There was an outpouring of support for Brian Shaw this week when he finally landed a long-deserved head coaching spot with the Denver Nuggets.
Shaw was a part of five NBA championships as a player and assistant coach, and more than paid his dues along the way, most recently rising to the top assistant position with an Indiana Pacers team that pushed the eventual champion Heat to seven games in the Eastern Conference Finals.
Those championships all came with the Lakers, however, and came with Phil Jackson running the show. That also meant that the Triangle offense was prominently featured, and Shaw said that having such strong ties to that system hurt his chances much more than it helped when pursuing previous head coaching opportunities.
From the Associated Press:
“I jokingly said to (Phil Jackson), `Coach, I thought playing for you and working for you would be my biggest asset. Actually, it’s hurt me the most,” said Shaw, who’s still working on assembling his assistant coaches. “I’ve never gone into an interview and said, `I only believe in the triangle and this is the system I’m going to run.’ But I understand everyone’s thought process because it’s such a unique system.”

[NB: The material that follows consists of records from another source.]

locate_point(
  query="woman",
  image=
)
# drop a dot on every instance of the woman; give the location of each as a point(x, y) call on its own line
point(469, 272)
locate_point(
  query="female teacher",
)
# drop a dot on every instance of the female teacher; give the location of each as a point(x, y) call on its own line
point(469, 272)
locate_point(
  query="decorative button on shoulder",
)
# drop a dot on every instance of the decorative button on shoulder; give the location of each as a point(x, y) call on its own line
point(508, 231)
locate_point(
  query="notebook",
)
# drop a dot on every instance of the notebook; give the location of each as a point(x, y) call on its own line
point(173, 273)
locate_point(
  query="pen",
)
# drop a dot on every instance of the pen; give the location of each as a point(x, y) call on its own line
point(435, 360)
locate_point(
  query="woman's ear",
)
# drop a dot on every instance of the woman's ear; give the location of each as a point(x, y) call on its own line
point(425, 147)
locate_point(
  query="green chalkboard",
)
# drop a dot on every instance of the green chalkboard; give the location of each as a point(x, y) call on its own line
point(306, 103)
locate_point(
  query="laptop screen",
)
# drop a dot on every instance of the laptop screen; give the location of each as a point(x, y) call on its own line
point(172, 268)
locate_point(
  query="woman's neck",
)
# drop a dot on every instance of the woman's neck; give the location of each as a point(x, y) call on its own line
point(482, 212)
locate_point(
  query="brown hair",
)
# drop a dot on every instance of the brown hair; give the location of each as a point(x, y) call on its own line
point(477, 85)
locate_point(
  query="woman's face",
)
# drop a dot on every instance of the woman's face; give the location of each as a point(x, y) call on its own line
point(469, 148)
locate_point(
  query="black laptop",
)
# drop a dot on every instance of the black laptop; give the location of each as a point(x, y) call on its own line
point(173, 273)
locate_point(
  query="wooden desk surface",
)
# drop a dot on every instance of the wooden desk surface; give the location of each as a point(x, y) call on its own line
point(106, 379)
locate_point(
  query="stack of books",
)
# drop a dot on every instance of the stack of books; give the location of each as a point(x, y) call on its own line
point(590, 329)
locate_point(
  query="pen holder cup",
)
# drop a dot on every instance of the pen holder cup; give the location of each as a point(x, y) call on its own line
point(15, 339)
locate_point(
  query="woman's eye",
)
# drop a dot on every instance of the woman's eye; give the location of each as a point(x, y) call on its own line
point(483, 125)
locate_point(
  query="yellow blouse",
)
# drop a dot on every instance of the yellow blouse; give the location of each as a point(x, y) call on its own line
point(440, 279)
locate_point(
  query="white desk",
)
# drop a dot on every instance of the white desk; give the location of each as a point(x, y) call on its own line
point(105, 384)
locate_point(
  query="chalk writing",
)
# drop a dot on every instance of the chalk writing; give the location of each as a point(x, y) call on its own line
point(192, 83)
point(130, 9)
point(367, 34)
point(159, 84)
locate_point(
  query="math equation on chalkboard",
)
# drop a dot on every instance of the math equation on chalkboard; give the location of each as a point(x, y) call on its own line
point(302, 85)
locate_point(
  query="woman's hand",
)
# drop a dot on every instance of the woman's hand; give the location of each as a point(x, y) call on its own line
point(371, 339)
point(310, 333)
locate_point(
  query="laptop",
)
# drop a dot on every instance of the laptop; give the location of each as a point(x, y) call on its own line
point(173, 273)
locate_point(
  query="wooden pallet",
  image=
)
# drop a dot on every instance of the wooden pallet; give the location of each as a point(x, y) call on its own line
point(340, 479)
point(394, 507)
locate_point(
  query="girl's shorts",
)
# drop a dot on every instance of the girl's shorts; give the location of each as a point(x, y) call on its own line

Early on in Shaw’s interview process with various teams, he was planning on installing the Triangle offense, but tried to make it clear he wasn’t married to it. Still, teams were right to be a tad skeptical since that was the primary source of his experience.
Shaw has proven himself at this point by working his way through the coaching ranks, and has done so successfully on the assistant level without being linked to Jackson. He’s finally getting his shot in Denver, although it is odd that being associated with five championship teams and working under one of the greatest coaches of all time was viewed by many as being a negative instead of a positive.